Amantes
Cuando, al poco de quedarse viuda, la esposa analógica hizo la autopsia al ordenador de su marido y descubrió que el muerto había tenido una pasión virtual con una mujer del otro lado del océano, su primer impulso fue remitir un correo airado a la amante. Luego pensó que bastaría con comunicarle el óbito para que dejara de enviar mensajes al vacío. Pero no hizo nada de esto, sino que se sentó al ordenador del difunto y, haciéndose pasar por él, escribió una carta voluptuosa a la adúltera digital. Jamás había escrito una carta de amor a una mujer y le sorprendió que resultara tan excitante. La amante del muerto no percibió la diferencia y el idilio continuó creciendo entre las grietas de las semanas y los meses.Un día, cuando aquel ardor cibernético había alcanzado temperaturas sobrecogedoras, la adúltera transoceánica, en un arrebato de sinceridad, confesó que era un hombre. "Soy un hombre", escribió, "pero qué importa el sexo frente a una pasión como la nuestra, imposible de conseguir en la vida real, incluso en la literatura". La viuda analógica no pudo reprimirse ante tal muestra de honradez y confesó a su vez que él era en realidad una mujer. "Soy una mujer", respondió, "quizá al principio de nuestra relación era un hombre, pero ese hombre murió y tú hiciste nacer de él una mujer enamorada". Sorprendidos por haber funcionado tan bien y durante tanto tiempo pese al malentendido, continuaron alimentando la relación con la esperanza quizá de que no fuera el último. Las posibilidades de que uno de ellos fuera un guardia urbano de 92 años o una adolescente con granos de 14 tampoco eran descartables.

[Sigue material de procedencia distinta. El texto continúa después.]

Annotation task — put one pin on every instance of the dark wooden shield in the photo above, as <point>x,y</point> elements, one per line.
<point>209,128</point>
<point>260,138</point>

Una noche, a la viuda analógica le dio un infarto mientras navegaba por la Red en busca del amante del marido muerto y falleció en el acto. Tras el sepelio y todo lo demás, sus hijos, que eran culturalmente digitales, hicieron la autopsia al ordenador de la madre, que ya en su día hubiera pertenecido al padre, y al analizar los restos sin digerir de las emociones halladas en el tracto intestinal del disco duro, se quedaron espantados ante la complejidad de los temperamentos analógicos que habían leído a Sartre, de modo que, avergonzados, destruyeron las pruebas.